U.S. #2180
21¢ Chester Carlson
Great Americans Series
Issue Date: October 21, 1988
City: Rochester, NY
Quantity: 55,330,000
Printed By: Bureau of Engraving and Printing
Printing Method: Engraved
Perforations: 11
Color: Blue violet
While working at a New York electronics company's patent office, Chester Carlson saw a need for making quick, inexpensive reproductions of documents and drawings. Using his knowledge of chemistry and physics, he developed xerography - the process of using electrostatic action to transfer dry powder on copy paper. In 1948, the Haloid Company of Rochester, New York, introduced the first Xerox copier. Carlson is pictured on the 21¢ Great Americans stamp.
Issued between 1980 and 1999, the Great Americans definitive series features 63 designs, making it the largest set of face different Regular Issue stamps issued in the 20th century. One stamp honors a couple (Lila and Dewitt Wallace) while the remaining 62 commemorate individuals.
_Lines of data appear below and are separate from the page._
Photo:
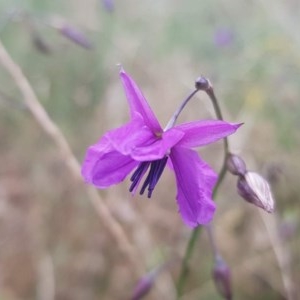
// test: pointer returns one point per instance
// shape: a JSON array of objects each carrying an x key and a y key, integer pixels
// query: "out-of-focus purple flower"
[
  {"x": 40, "y": 44},
  {"x": 256, "y": 190},
  {"x": 222, "y": 278},
  {"x": 108, "y": 5},
  {"x": 143, "y": 145},
  {"x": 75, "y": 36},
  {"x": 223, "y": 37}
]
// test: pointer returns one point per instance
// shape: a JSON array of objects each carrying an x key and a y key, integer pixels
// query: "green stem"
[{"x": 195, "y": 233}]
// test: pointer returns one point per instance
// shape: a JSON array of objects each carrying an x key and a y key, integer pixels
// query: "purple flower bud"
[
  {"x": 75, "y": 36},
  {"x": 236, "y": 165},
  {"x": 202, "y": 83},
  {"x": 222, "y": 278},
  {"x": 145, "y": 284},
  {"x": 40, "y": 43},
  {"x": 256, "y": 190}
]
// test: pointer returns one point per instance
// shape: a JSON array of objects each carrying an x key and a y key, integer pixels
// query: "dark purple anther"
[{"x": 156, "y": 169}]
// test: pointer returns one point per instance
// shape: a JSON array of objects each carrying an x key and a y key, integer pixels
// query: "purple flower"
[{"x": 143, "y": 145}]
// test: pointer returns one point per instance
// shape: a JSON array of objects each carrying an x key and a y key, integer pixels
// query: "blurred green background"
[{"x": 52, "y": 243}]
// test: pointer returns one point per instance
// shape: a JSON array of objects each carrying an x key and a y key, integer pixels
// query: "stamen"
[
  {"x": 137, "y": 175},
  {"x": 155, "y": 172}
]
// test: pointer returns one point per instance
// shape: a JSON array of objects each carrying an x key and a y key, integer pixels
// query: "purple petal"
[
  {"x": 103, "y": 166},
  {"x": 138, "y": 103},
  {"x": 201, "y": 133},
  {"x": 157, "y": 147},
  {"x": 195, "y": 181},
  {"x": 128, "y": 137}
]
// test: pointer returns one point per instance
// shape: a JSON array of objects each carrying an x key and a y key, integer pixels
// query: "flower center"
[{"x": 156, "y": 169}]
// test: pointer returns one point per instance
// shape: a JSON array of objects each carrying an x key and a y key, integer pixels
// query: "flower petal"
[
  {"x": 195, "y": 181},
  {"x": 130, "y": 136},
  {"x": 138, "y": 103},
  {"x": 157, "y": 147},
  {"x": 200, "y": 133},
  {"x": 103, "y": 166}
]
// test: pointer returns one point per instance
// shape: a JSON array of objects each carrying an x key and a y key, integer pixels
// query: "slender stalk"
[
  {"x": 207, "y": 87},
  {"x": 173, "y": 120}
]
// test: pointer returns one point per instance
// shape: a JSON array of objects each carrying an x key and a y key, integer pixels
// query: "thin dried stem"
[{"x": 43, "y": 119}]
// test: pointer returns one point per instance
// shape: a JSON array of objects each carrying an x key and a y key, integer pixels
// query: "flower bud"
[
  {"x": 256, "y": 190},
  {"x": 236, "y": 165},
  {"x": 222, "y": 278},
  {"x": 202, "y": 83}
]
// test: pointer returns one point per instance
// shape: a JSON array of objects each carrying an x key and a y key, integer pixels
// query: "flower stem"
[
  {"x": 173, "y": 120},
  {"x": 195, "y": 233}
]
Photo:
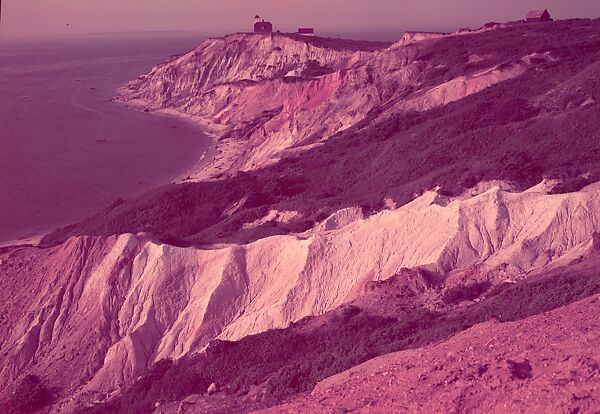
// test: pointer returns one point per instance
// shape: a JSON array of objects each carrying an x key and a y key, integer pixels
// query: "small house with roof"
[
  {"x": 538, "y": 16},
  {"x": 306, "y": 31}
]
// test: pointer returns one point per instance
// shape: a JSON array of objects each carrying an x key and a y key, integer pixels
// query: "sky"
[{"x": 40, "y": 18}]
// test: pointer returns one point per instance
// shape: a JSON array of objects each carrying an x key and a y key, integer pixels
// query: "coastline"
[{"x": 215, "y": 162}]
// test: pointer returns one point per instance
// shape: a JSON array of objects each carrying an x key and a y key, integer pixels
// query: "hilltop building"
[
  {"x": 262, "y": 26},
  {"x": 538, "y": 16},
  {"x": 306, "y": 31}
]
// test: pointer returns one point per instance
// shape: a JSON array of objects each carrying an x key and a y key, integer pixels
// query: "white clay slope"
[
  {"x": 263, "y": 90},
  {"x": 100, "y": 310}
]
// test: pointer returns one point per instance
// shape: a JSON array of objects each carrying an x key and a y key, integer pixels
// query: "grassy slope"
[{"x": 519, "y": 130}]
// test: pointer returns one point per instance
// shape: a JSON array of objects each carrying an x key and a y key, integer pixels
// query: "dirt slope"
[
  {"x": 105, "y": 309},
  {"x": 545, "y": 364}
]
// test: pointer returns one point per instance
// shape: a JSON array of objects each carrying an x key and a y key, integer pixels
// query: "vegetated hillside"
[
  {"x": 542, "y": 123},
  {"x": 267, "y": 368}
]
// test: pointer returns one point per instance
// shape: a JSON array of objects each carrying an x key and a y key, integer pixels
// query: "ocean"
[{"x": 66, "y": 151}]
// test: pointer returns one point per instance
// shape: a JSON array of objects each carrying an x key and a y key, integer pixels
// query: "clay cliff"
[
  {"x": 370, "y": 197},
  {"x": 264, "y": 94},
  {"x": 102, "y": 310}
]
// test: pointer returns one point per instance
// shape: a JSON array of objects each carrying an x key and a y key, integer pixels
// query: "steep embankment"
[
  {"x": 95, "y": 312},
  {"x": 541, "y": 123},
  {"x": 112, "y": 295},
  {"x": 264, "y": 94}
]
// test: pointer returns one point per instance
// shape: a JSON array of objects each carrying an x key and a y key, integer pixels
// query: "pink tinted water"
[{"x": 65, "y": 151}]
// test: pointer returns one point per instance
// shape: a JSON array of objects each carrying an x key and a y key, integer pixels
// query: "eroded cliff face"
[
  {"x": 97, "y": 311},
  {"x": 276, "y": 92}
]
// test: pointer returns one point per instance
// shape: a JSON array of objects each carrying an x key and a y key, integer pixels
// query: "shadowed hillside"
[{"x": 542, "y": 123}]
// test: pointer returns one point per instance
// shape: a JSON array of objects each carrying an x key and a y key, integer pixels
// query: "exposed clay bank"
[{"x": 68, "y": 152}]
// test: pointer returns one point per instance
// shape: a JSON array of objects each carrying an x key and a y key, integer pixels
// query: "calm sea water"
[{"x": 65, "y": 151}]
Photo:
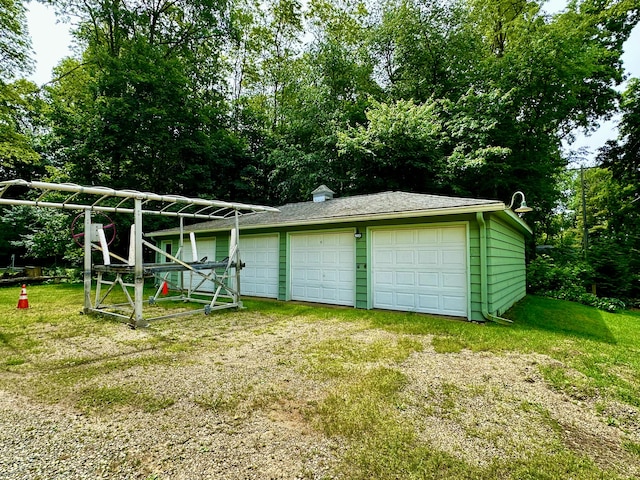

The series is characterized by a standard definitive size, simple design and monochromatic colors. The Bureau of Engraving and Printing produced most of the stamps, but some were printed by private firms. Several stamps saw multiple printings. The result is many different varieties, with tagging being the key to understanding them.
First US Inventors’ Day
On February 11, 1983, America celebrated its first Inventors’ Day.
Some nations had set aside days to honor their inventors before 1983 and some since. In January of that year, US President Ronald Reagan issued a proclamation establishing February 11, Thomas Edison’s birthday, as Inventors’ Day.
It’s custom in many countries to celebrate Inventors’ Day on the birthday of a noted native inventor. Reagan chose Edison because of his prolific career. Over the course of his life, Edison received 1,093 patents in the US (plus more in other countries) and founded 14 companies – including what would become General Electric.
In his proclamation, Reagan stated that “Inventors are the keystone of the technological progress that is so vital to the economic, environmental, and social well-being of this country. Individual ingenuity and perseverance, spurred by the incentives of the patent system, begin the process that results in improved standards of living, increased public and private productivity, creation of new industries, improved public services, and enhanced competitiveness of American products in world markets.”